From 8349ccff5957f42d8ae7838b6d8218e3060ad1ee Mon Sep 17 00:00:00 2001
From: Hayk Martiros <hayk.mart@gmail.com>
Date: Fri, 23 Dec 2022 05:08:37 +0000
Subject: [PATCH] Make traced unet optional and support custom checkpoints

---
 requirements.txt    |  1 +
 riffusion/server.py | 46 ++++++++++++++++++++++-----------------------
 2 files changed, 24 insertions(+), 23 deletions(-)

diff --git a/requirements.txt b/requirements.txt
index 835861d..57edf91 100644
--- a/requirements.txt
+++ b/requirements.txt
@@ -8,6 +8,7 @@ numpy
 pillow
 pydub
 scipy
+soundfile
 torch
 torchaudio
 transformers
diff --git a/riffusion/server.py b/riffusion/server.py
index c931f6e..8a8bc5c 100644
--- a/riffusion/server.py
+++ b/riffusion/server.py
@@ -4,7 +4,6 @@ Inference server for the riffusion project.
 
 import base64
 import dataclasses
-import functools
 import logging
 import io
 import json
@@ -45,6 +44,7 @@ SEED_IMAGES_DIR = Path(Path(__file__).resolve().parent.parent, "seed_images")
 def run_app(
     *,
     checkpoint: str = "riffusion/riffusion-model-v1",
+    no_traced_unet: bool = False,
     host: str = "127.0.0.1",
     port: int = 3000,
     debug: bool = False,
@@ -56,7 +56,7 @@ def run_app(
     """
     # Initialize the model
     global MODEL
-    MODEL = load_model(checkpoint=checkpoint)
+    MODEL = load_model(checkpoint=checkpoint, traced_unet=not no_traced_unet)
 
     args = dict(
         debug=debug,
@@ -72,7 +72,7 @@ def run_app(
     app.run(**args)
 
 
-def load_model(checkpoint: str):
+def load_model(checkpoint: str, traced_unet: bool = True):
     """
     Load the riffusion model pipeline.
     """
@@ -86,28 +86,30 @@ def load_model(checkpoint: str):
         safety_checker=lambda images, **kwargs: (images, False),
     ).to("cuda")
 
-    @dataclasses.dataclass
-    class UNet2DConditionOutput:
-        sample: torch.FloatTensor
+    # Set the traced unet if desired
+    if checkpoint == "riffusion/riffusion-model-v1" and traced_unet:
+        @dataclasses.dataclass
+        class UNet2DConditionOutput:
+            sample: torch.FloatTensor
 
-    # Using traced unet from hf hub
-    unet_file = hf_hub_download(
-        "riffusion/riffusion-model-v1", filename="unet_traced.pt", subfolder="unet_traced"
-    )
-    unet_traced = torch.jit.load(unet_file)

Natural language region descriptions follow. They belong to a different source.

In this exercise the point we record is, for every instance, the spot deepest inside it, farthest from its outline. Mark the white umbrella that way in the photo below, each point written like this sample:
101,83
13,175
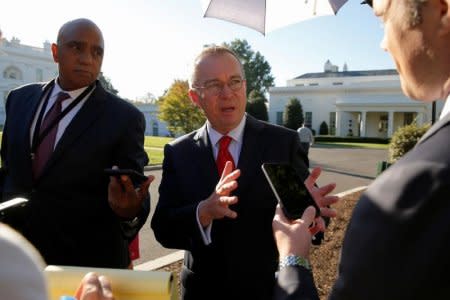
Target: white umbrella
268,15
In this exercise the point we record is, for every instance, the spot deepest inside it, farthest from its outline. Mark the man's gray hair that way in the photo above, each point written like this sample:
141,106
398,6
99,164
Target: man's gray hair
212,50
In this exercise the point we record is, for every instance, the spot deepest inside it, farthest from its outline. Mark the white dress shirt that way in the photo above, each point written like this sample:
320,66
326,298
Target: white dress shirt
446,108
234,148
64,122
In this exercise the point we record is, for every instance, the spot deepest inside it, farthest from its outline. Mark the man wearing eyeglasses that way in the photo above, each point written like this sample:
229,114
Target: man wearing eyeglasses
397,243
223,218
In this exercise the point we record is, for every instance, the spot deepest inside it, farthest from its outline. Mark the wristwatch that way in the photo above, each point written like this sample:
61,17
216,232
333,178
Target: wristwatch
294,260
131,223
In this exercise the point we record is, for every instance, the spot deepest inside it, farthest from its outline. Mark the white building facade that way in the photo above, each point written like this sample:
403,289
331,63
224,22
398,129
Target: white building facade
21,64
153,126
352,103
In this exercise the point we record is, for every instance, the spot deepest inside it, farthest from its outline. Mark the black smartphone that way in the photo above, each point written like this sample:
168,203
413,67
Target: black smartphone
289,189
136,177
11,208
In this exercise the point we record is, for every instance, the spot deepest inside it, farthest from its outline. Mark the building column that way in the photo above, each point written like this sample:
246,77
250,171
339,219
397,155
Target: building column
390,123
362,128
338,123
419,118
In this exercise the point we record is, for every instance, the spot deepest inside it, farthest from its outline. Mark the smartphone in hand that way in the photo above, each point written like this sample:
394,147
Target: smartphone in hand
11,209
289,189
136,177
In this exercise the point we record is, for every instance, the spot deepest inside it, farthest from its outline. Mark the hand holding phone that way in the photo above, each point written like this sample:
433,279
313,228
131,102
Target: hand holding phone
289,189
136,177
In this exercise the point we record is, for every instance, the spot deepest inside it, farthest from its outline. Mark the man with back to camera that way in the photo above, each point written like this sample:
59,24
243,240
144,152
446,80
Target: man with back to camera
76,215
222,215
398,239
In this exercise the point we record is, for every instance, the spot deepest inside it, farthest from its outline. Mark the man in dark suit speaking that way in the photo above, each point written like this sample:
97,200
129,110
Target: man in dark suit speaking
397,243
220,216
58,139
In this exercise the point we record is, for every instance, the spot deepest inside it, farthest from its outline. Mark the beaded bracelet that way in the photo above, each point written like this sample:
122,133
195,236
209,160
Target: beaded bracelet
294,260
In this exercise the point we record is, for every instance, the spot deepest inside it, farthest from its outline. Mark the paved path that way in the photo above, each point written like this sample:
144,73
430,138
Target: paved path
349,168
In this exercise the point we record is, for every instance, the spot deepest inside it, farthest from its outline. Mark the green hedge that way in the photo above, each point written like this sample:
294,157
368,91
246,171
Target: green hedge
338,139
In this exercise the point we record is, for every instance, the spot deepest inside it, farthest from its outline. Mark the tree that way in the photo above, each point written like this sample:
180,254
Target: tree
106,83
293,114
257,69
256,106
404,139
178,111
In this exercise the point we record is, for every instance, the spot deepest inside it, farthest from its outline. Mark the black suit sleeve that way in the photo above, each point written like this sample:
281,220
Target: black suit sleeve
295,283
130,153
174,210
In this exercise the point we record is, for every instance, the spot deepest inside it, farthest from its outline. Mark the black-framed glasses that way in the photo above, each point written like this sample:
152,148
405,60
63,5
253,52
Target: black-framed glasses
368,2
215,87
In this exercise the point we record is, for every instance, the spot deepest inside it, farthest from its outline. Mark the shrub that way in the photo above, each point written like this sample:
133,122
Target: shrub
323,130
404,139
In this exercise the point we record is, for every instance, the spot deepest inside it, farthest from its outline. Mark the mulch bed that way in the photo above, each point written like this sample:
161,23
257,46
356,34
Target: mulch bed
325,257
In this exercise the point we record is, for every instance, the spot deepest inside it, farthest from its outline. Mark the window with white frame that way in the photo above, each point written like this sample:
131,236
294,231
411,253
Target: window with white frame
279,118
12,73
308,119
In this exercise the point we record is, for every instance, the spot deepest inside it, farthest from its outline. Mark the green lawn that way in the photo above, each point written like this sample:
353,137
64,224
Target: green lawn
154,146
352,145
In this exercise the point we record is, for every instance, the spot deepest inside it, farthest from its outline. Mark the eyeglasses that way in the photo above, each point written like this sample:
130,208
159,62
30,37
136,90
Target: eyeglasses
216,87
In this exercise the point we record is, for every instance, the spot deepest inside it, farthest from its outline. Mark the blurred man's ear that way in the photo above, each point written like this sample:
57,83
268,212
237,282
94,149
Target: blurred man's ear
445,16
55,52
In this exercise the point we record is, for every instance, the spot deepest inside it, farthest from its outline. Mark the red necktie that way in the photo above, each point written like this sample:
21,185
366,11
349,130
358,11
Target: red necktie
224,155
45,148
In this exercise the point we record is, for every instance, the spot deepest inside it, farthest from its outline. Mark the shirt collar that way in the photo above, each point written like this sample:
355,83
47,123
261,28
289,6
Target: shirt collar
73,94
446,108
236,134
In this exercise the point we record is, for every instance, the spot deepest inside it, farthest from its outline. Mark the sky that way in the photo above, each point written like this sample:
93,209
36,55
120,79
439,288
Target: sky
150,43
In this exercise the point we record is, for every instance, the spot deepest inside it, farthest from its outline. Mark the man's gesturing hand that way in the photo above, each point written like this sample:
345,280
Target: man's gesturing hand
217,205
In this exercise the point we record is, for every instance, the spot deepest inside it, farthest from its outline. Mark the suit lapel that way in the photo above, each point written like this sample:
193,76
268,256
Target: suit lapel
205,158
81,122
28,114
442,122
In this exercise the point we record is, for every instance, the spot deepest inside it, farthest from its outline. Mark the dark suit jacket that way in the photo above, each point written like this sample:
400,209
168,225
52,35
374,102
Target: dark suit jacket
241,260
68,217
397,243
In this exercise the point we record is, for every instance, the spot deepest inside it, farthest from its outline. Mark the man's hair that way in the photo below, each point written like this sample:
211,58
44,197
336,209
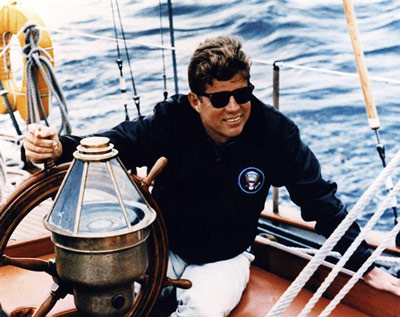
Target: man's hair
219,58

+        # Using traced unet from hf hub
+        unet_file = hf_hub_download(
+            checkpoint, filename="unet_traced.pt", subfolder="unet_traced"
+        )
+        unet_traced = torch.jit.load(unet_file)
 
-    class TracedUNet(torch.nn.Module):
-        def __init__(self):
-            super().__init__()
-            self.in_channels = model.unet.in_channels
-            self.device = model.unet.device
-            self.dtype = torch.float16
+        class TracedUNet(torch.nn.Module):
+            def __init__(self):
+                super().__init__()
+                self.in_channels = model.unet.in_channels
+                self.device = model.unet.device
+                self.dtype = torch.float16
 
-        def forward(self, latent_model_input, t, encoder_hidden_states):
-            sample = unet_traced(latent_model_input, t, encoder_hidden_states)[0]
-            return UNet2DConditionOutput(sample=sample)
+            def forward(self, latent_model_input, t, encoder_hidden_states):
+                sample = unet_traced(latent_model_input, t, encoder_hidden_states)[0]
+                return UNet2DConditionOutput(sample=sample)
 
-    model.unet = TracedUNet()
+        model.unet = TracedUNet()
 
     model = model.to("cuda")
 
@@ -151,8 +153,6 @@ def run_inference():
     return response
 
 
-# TODO(hayk): Enable cache here.
-# @functools.lru_cache()
 def compute(inputs: InferenceInput) -> str:
     """
     Does all the heavy lifting of the request.